Non-U.S. small-cap stocks posted solid returns in the second quarter, with developed Asia-Pacific markets generally outperforming developed European markets. Within the broad MSCI Europe, Australasia, and Far East Index, small-cap stocks lagged large-cap shares by a significant margin and growth stocks underperformed value companies. The energy sector (+11.6%) was easily the best performer in the index, followed by utilities, consumer staples, and health care. Emerging markets stocks outperformed developed non-U.S. markets as investor sentiment toward developing countries continued to rebound from a rocky 2013 and beginning to 2014.
The International Discovery Fund returned 3.18% in the quarter compared with 4.09% for the S&P Global ex-U.S. Small Cap Index and 2.52% for the Lipper International Small/Mid-Cap Growth Funds Average. For the 12 months ended June 30, 2014, the fund returned 24.73% versus 27.02% for the S&P Global ex-U.S. Small Cap Index and 24.60% for the Lipper International Small/Mid-Cap Growth Funds Average. The fund's average annual total returns were 24.73%, 16.20%, and 11.18% for the 1-, 5-, and 10-year periods, respectively, as of June 30, 2014. The fund's expense ratio was 1.23% as of its fiscal year ended October 31, 2013.
For up-to-date standardized total returns, including the most recent month-end performance, please click on the Performance tab, above.
Current performance may be lower or higher than the quoted past performance, which cannot guarantee future results.
Share price, principal value, and return will vary and you may have a gain or loss when you sell your shares.
The International Discovery Fund charges a 2%
redemption fee on shares held 90 days or less.
The performance information shown does not reflect the deduction of the redemption fee;
if it did, the performance would be lower.
The portfolio's largest sector overweights (and two of its largest absolute allocations) were to consumer discretionary and information technology. In consumer discretionary, we favor media stocks amid further signs of economic improvement in Europe in particular. Within information technology, we continue to like software, Internet, and IT services companies with innovative and durable business models supported by steady bases of recurring revenues or driven by structural trends. The portfolio has a large allocation, approximately 20% of the portfolio, to Japan, where we believe that the market is underestimating Prime Minister Shinzo Abe's ability to improve the Japanese economy's frailties and change the entrenched deflationary mindset.

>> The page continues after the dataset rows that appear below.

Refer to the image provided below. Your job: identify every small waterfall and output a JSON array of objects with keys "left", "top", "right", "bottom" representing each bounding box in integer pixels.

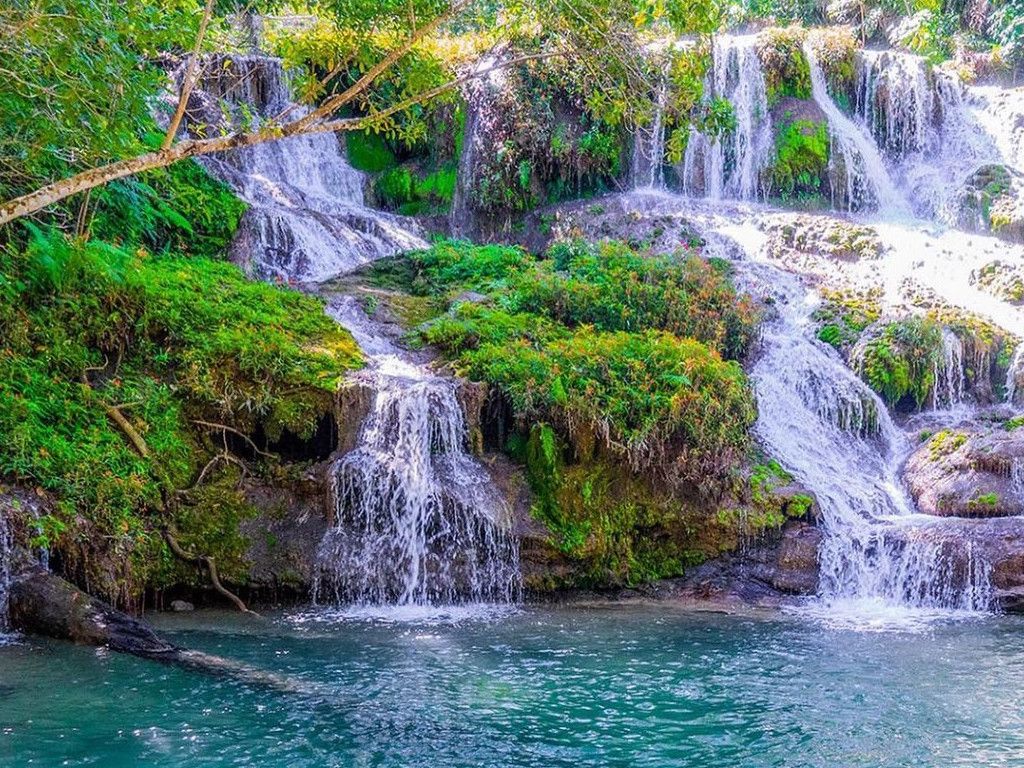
[
  {"left": 630, "top": 68, "right": 669, "bottom": 189},
  {"left": 804, "top": 41, "right": 908, "bottom": 215},
  {"left": 932, "top": 328, "right": 967, "bottom": 409},
  {"left": 856, "top": 50, "right": 936, "bottom": 158},
  {"left": 682, "top": 35, "right": 772, "bottom": 200},
  {"left": 675, "top": 198, "right": 993, "bottom": 622},
  {"left": 0, "top": 511, "right": 14, "bottom": 635},
  {"left": 753, "top": 264, "right": 991, "bottom": 610},
  {"left": 192, "top": 55, "right": 425, "bottom": 282},
  {"left": 1007, "top": 342, "right": 1024, "bottom": 406},
  {"left": 1010, "top": 458, "right": 1024, "bottom": 502},
  {"left": 449, "top": 56, "right": 508, "bottom": 238},
  {"left": 315, "top": 298, "right": 521, "bottom": 606}
]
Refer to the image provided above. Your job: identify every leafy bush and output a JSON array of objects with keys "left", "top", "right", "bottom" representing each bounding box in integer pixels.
[
  {"left": 0, "top": 229, "right": 359, "bottom": 604},
  {"left": 412, "top": 242, "right": 756, "bottom": 482},
  {"left": 758, "top": 27, "right": 811, "bottom": 106},
  {"left": 768, "top": 115, "right": 830, "bottom": 201},
  {"left": 91, "top": 160, "right": 246, "bottom": 256},
  {"left": 858, "top": 317, "right": 942, "bottom": 408}
]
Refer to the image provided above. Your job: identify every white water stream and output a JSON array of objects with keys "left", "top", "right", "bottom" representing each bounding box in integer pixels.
[
  {"left": 196, "top": 55, "right": 521, "bottom": 617},
  {"left": 193, "top": 54, "right": 425, "bottom": 283},
  {"left": 314, "top": 296, "right": 521, "bottom": 610}
]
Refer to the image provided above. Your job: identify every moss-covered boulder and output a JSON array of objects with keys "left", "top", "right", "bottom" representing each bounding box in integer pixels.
[
  {"left": 904, "top": 422, "right": 1024, "bottom": 517},
  {"left": 763, "top": 97, "right": 831, "bottom": 208}
]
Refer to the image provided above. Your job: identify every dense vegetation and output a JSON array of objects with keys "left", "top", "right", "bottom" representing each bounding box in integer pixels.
[
  {"left": 356, "top": 241, "right": 794, "bottom": 587},
  {"left": 0, "top": 165, "right": 359, "bottom": 605}
]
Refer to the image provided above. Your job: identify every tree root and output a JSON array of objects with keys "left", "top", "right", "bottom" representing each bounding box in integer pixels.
[
  {"left": 82, "top": 373, "right": 259, "bottom": 616},
  {"left": 164, "top": 527, "right": 259, "bottom": 616}
]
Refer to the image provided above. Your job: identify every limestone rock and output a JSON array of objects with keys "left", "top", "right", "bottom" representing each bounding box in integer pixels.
[{"left": 904, "top": 423, "right": 1024, "bottom": 518}]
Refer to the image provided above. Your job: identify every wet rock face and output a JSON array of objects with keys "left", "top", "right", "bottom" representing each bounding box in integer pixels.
[
  {"left": 655, "top": 520, "right": 821, "bottom": 604},
  {"left": 952, "top": 165, "right": 1024, "bottom": 243},
  {"left": 768, "top": 215, "right": 885, "bottom": 269},
  {"left": 904, "top": 424, "right": 1024, "bottom": 518},
  {"left": 513, "top": 195, "right": 700, "bottom": 253},
  {"left": 241, "top": 461, "right": 334, "bottom": 601}
]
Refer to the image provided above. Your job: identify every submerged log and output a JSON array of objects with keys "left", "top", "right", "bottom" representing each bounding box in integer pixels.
[
  {"left": 9, "top": 553, "right": 316, "bottom": 695},
  {"left": 10, "top": 557, "right": 179, "bottom": 662}
]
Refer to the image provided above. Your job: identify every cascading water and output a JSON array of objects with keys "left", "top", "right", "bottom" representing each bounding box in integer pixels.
[
  {"left": 804, "top": 40, "right": 909, "bottom": 216},
  {"left": 1006, "top": 342, "right": 1024, "bottom": 406},
  {"left": 630, "top": 58, "right": 669, "bottom": 189},
  {"left": 315, "top": 297, "right": 521, "bottom": 607},
  {"left": 0, "top": 512, "right": 13, "bottom": 635},
  {"left": 682, "top": 35, "right": 772, "bottom": 200},
  {"left": 610, "top": 191, "right": 1011, "bottom": 627},
  {"left": 191, "top": 54, "right": 425, "bottom": 282},
  {"left": 720, "top": 228, "right": 992, "bottom": 611},
  {"left": 856, "top": 50, "right": 937, "bottom": 157},
  {"left": 932, "top": 329, "right": 967, "bottom": 409},
  {"left": 192, "top": 56, "right": 521, "bottom": 607}
]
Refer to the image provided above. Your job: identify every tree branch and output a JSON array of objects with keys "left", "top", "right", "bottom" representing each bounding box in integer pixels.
[
  {"left": 288, "top": 0, "right": 470, "bottom": 129},
  {"left": 0, "top": 41, "right": 565, "bottom": 225},
  {"left": 164, "top": 527, "right": 259, "bottom": 616}
]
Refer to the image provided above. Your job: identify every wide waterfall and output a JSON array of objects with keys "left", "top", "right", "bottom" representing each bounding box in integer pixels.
[
  {"left": 681, "top": 35, "right": 772, "bottom": 200},
  {"left": 614, "top": 190, "right": 1024, "bottom": 624},
  {"left": 804, "top": 41, "right": 907, "bottom": 215},
  {"left": 315, "top": 297, "right": 521, "bottom": 607},
  {"left": 193, "top": 54, "right": 425, "bottom": 282},
  {"left": 193, "top": 56, "right": 521, "bottom": 618}
]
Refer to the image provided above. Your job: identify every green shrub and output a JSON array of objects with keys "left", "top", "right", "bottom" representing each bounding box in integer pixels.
[
  {"left": 0, "top": 229, "right": 360, "bottom": 604},
  {"left": 91, "top": 160, "right": 246, "bottom": 256},
  {"left": 345, "top": 131, "right": 398, "bottom": 173},
  {"left": 758, "top": 27, "right": 811, "bottom": 106},
  {"left": 859, "top": 317, "right": 942, "bottom": 408}
]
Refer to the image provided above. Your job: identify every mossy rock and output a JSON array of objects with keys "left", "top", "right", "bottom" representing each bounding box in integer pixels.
[
  {"left": 954, "top": 165, "right": 1024, "bottom": 243},
  {"left": 758, "top": 26, "right": 811, "bottom": 106},
  {"left": 764, "top": 102, "right": 831, "bottom": 207}
]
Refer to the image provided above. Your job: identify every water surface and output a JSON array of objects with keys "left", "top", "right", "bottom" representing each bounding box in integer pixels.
[{"left": 0, "top": 606, "right": 1024, "bottom": 768}]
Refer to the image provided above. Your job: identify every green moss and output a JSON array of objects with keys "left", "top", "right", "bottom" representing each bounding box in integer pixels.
[
  {"left": 859, "top": 317, "right": 942, "bottom": 408},
  {"left": 813, "top": 291, "right": 882, "bottom": 351},
  {"left": 91, "top": 160, "right": 246, "bottom": 256},
  {"left": 345, "top": 131, "right": 398, "bottom": 173},
  {"left": 928, "top": 429, "right": 968, "bottom": 462},
  {"left": 376, "top": 167, "right": 413, "bottom": 208},
  {"left": 768, "top": 115, "right": 830, "bottom": 201},
  {"left": 526, "top": 424, "right": 735, "bottom": 588},
  {"left": 967, "top": 494, "right": 999, "bottom": 514}
]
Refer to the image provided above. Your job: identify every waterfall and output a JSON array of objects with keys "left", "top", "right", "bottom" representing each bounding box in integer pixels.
[
  {"left": 856, "top": 50, "right": 936, "bottom": 158},
  {"left": 630, "top": 66, "right": 669, "bottom": 189},
  {"left": 0, "top": 511, "right": 14, "bottom": 634},
  {"left": 191, "top": 54, "right": 425, "bottom": 282},
  {"left": 682, "top": 35, "right": 772, "bottom": 200},
  {"left": 932, "top": 328, "right": 967, "bottom": 409},
  {"left": 630, "top": 193, "right": 993, "bottom": 626},
  {"left": 203, "top": 56, "right": 521, "bottom": 618},
  {"left": 315, "top": 297, "right": 521, "bottom": 606},
  {"left": 1010, "top": 457, "right": 1024, "bottom": 502},
  {"left": 741, "top": 265, "right": 991, "bottom": 610},
  {"left": 1007, "top": 342, "right": 1024, "bottom": 406},
  {"left": 804, "top": 41, "right": 908, "bottom": 215},
  {"left": 449, "top": 56, "right": 508, "bottom": 238}
]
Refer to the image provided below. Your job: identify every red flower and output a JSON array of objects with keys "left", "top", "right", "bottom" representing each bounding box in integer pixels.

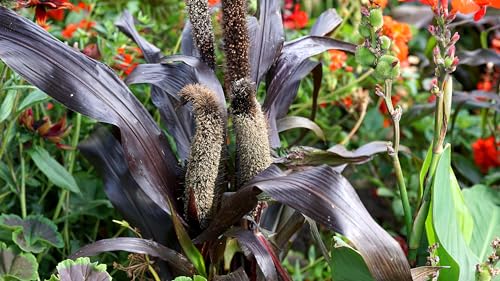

Valuations in sections of the international small-cap market appear stretched, although they remain within their normal historical average ranges in aggregate. As a result, we believe that stock selection will be essential for outperformance, and we continue to be mindful of risk. The macroeconomic picture in Europe is slowly improving, investor sentiment is generally optimistic, and many European countries should benefit from reducing costs and improving their market positions. While we remain optimistic about Japan's intermediate-term prospects, we'd become even more positive if policymakers implement structural reforms to labor markets and regulatory regimes. We believe that the outlook for emerging markets is still attractive for long-term investors who are trading at a discount to developed markets and their economic growth should generally outpace most developed markets.